Sprint #3 Prescreening (For Prize Eligibility!)

Hello all - This is a a quick overview of the DP Prescreen process for everyone joining us in Sprint #3 (this post will look familiar if you were with us in previous sprints, with a few updates!)

The goal of the challenge is to develop an algorithm that provides good utility on the temporal map problem… while preserving privacy. The leaderboard metric only scores utility, which means the easiest way to get a high score is just to take the ground truth data and submit it right back again with no privacy protection. Which is fair game for the open arena leaderboard, but not really to the objective of the challenge. We also need to ensure your approach satisfies Differential Privacy. The first step to doing that is we ask that you submit a write-up explaining your algorithm and proving that it satisfies differential privacy. So! For your convenience–

  • Resources explaining differential privacy are here
  • Directions for prescreening are here
  • Prescreen submissions are accepted here
  • And a sample submission is in the competitor’s pack, here

SME Panel Prescreening happens every Wednesday morning. If you submit by Tuesday night, we’ll take a look Wednesday and get you feedback promptly. Prescreening is a high-level check for obvious/significant mistakes. We also do a DP Validation review during final scoring, which involves a much closer read of the proof as well as a source code review. Naturally, only valid differentially private solutions are eligible for final prizes.

Pre-screening is important for fun and profit!

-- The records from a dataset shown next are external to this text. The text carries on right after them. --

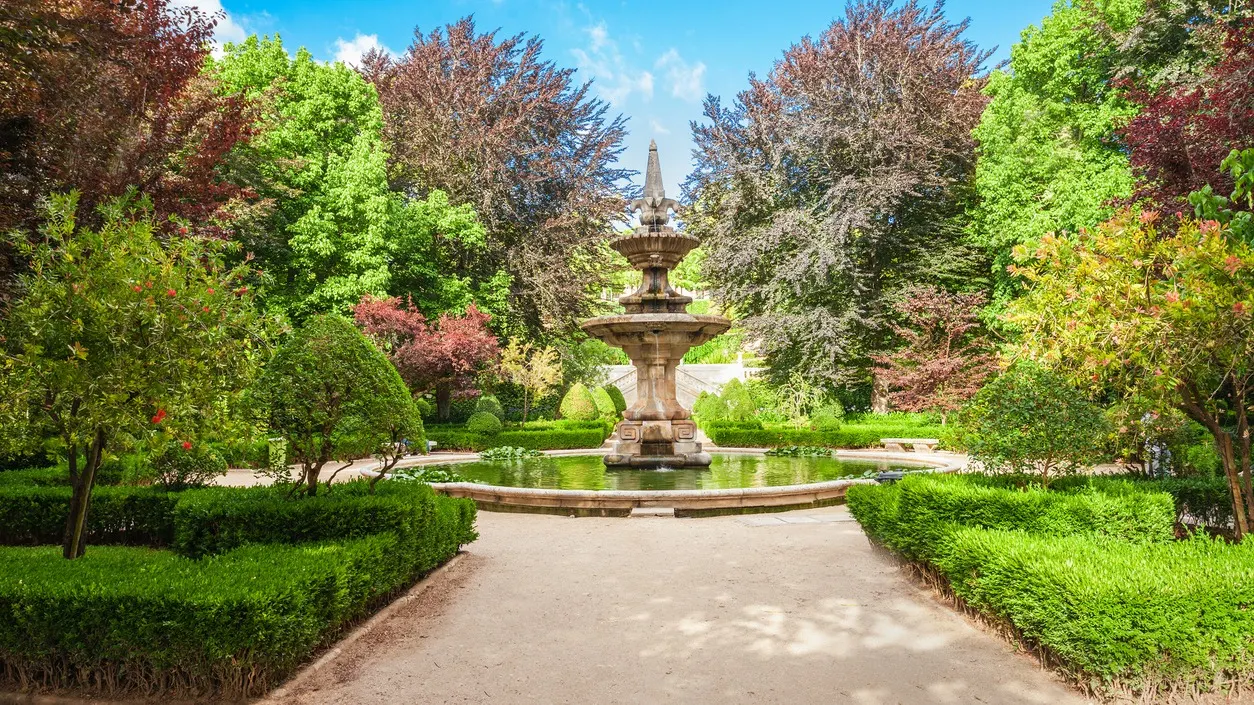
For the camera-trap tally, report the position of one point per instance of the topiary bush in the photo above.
(578, 404)
(489, 404)
(484, 423)
(605, 403)
(616, 395)
(177, 467)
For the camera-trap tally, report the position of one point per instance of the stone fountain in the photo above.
(655, 331)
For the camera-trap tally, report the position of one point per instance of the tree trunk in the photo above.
(443, 400)
(74, 543)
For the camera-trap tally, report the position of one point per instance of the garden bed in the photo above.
(221, 591)
(1091, 580)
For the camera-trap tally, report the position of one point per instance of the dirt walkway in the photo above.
(789, 609)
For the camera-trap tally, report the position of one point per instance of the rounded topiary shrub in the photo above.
(484, 423)
(578, 404)
(184, 466)
(605, 403)
(618, 399)
(489, 404)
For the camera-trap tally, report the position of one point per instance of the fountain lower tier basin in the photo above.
(669, 335)
(735, 482)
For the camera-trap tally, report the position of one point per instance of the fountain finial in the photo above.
(655, 207)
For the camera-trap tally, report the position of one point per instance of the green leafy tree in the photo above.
(538, 370)
(1031, 420)
(336, 231)
(578, 404)
(1153, 316)
(1050, 159)
(335, 397)
(121, 336)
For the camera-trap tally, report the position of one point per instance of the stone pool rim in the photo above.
(685, 502)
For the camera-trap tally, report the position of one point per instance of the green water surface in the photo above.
(726, 472)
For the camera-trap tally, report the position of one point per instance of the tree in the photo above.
(578, 404)
(121, 336)
(538, 370)
(1156, 316)
(104, 95)
(444, 356)
(334, 395)
(336, 231)
(944, 359)
(1189, 127)
(1031, 420)
(1050, 159)
(495, 127)
(834, 182)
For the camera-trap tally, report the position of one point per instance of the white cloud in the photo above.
(350, 52)
(227, 28)
(685, 80)
(613, 78)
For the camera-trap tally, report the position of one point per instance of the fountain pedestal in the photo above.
(656, 330)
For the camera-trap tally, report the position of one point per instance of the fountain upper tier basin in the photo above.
(645, 331)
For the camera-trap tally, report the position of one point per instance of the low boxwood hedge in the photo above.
(845, 437)
(554, 439)
(132, 619)
(1166, 617)
(1089, 572)
(255, 581)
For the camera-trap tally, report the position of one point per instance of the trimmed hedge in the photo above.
(848, 435)
(556, 439)
(238, 610)
(1089, 573)
(1148, 616)
(929, 507)
(151, 621)
(131, 516)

Once you’ve passed pre-screening, you’ll be cordially invited to submit to a second, prescreened-only leaderboard. All submissions in the prescreened arena rank above all submissions on the open arena board. The easiest way to win a $1K progressive prize on April 26th is to make sure you’ve passed prescreening by April 20th, and then enter the prescreened arena and submit to the leaderboard there. Note that you also must have entered the Prescreened Arena before the end of the development phase on May 10th, in order to be eligible to be invited to final scoring.

One exciting change for this sprint: The live prescreened leaderboard will be calculated based on a separate ground truth data set that shares the same schema as the provided “public” data but is drawn from a different year. This is different from previous sprints, which used the same public ground truth data set for prescreened scoring. Using a separate data set in this sprint will help to give a clearer sense of your solution’s performance on non-public data and encourage these solutions not to hard-code values that may change in different years.

If you’re new to differential privacy, it’s a good idea to submit to prescreening early, and then (optionally) resubmit each time you make a significant algorithm change, to confirm you’re continuing to satisfy differential privacy and to better ensure you’ll be eligible for final prizes. We’ll give you feedback and help you understand any oversights or violations.

Feel free to reply here with any questions that we can help address. Good luck!